We were put upon by um three thugs, I guess you could call them. And we resisted. There was a bass player friend of mine and Fuzzy Knight, a comic who was playing on the bill with us at the Granada. So we gave these guys some resistance and the first thing I knew one of them pulled out a gun and let me have it. But fortunately it didn't do any great harm.
The keepsakes
The book
Duke Ellington
Well, I think I would like a copy of um the book that Ellington did called Music is My Mistress.
The luxury
Well, even if the island was so small that I couldn't really use it, but to touch and to feel of it. and remember how it would feel to be driving it. I would have a Jaguar X G six and um that would be my luxury.
Presenter asks
19:15You had an association with Igor Stravinsky that was rather exciting. How did that come about?
It came about through a mutual friend of mister Stravinsky and mine, a musician. who spent a lot of time socially with Stravinsky, and he would take our records up to mister Stravinsky's house in the hills in Hollywood and subject him to our mu music. And evidently he was impressed because one day While I was in New York, I received a lengthy wire from Mr. Stravinsky saying that he was writing a piece for our band, and it would be called Ebony Concerto, and it would be a three-section piece, and uh he would be in New York in December to rehearse it. And this would be his Christmas gift to the band and to me.
Presenter asks
23:55What is the main difference now between the musicians of today and the musicians of forty years ago when you were starting out?
Well, they're so far superior and so much better musically educated and so more professional than any of us were back in the olden days. I'm very proud of our musical education system, particularly in the States. I think they're doing a masterful job. We have some of the greatest jazz departments in all our state universities and in private schools. And it starts at the early age of junior high school, eighth and ninth grades. And then goes on to high school and they receive great instruction and great direction. So quite a number of your musicians have musical degrees. Oh, yes, almost everyone in the band has a music degree from one very good music department or another. And several have their masters, so they've done a lot of work before they meet me.

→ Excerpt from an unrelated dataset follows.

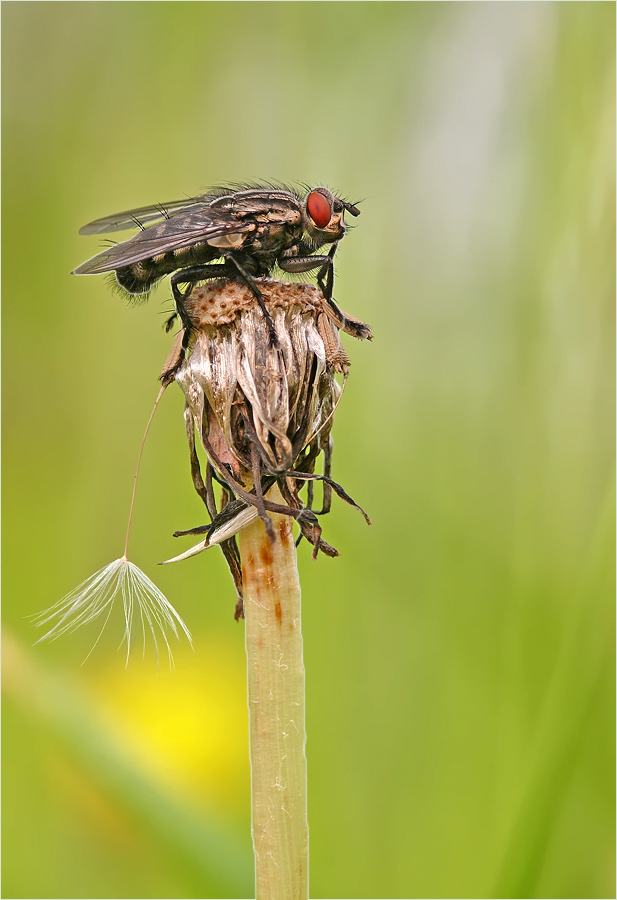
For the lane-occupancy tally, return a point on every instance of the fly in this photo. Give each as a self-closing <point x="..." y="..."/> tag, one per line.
<point x="251" y="230"/>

“Well, I'm a kind of a loner to begin with, so it wouldn't probably be a big uh adjustment. I spend a great deal of time by myself, and I rather enjoy it.”
“And I was very much impressed by the originality of the sounds and the different rhythm patterns. And that's when I made up my mind to become a hot jazz musician. And I think when I first announced this to my parents, they went into a state of shock for days because they felt that in the theater you had a fighting chance to be something, but not a jazz musician.”
“Yes, I did. Well, those were the days of Prohibition, uh the twenties. Yes, yes indeed. Well, thirties actually. I got there. I joined the band in nineteen thirty one. Yes. And I was with the band about two weeks when I was held up in a midnight kind of thing uh after I left the club. I used to go over to hear Earl Heinz band. At the Grand Terrace they played all night. And um when we left there that morning to go back to the hotel we were held up and I was shot in the leg.”
“It would have been, but this man is remarkable, and what he did, knowing that we were a jazz group, He a man who usually is a master of tempe, he might have a half a bar of six, eight and a bar of nine, twelve and so on. And he wrote this entire piece in four, knowing that that's the way we usually play it. And it made it much more accessible for us to uh be able to play it. However, it was a very, very difficult piece. But he had the patience of Job. He would count, whistle, clap his hands and count some more and hum it to us, or whistle it if necessary.”
“Well, they're so far superior and so much better musically educated and so more professional than any of us were back in the olden days. I'm very proud of our musical education system, particularly in the States. I think they're doing a masterful job. We have some of the greatest jazz departments in all our state universities and in private schools.”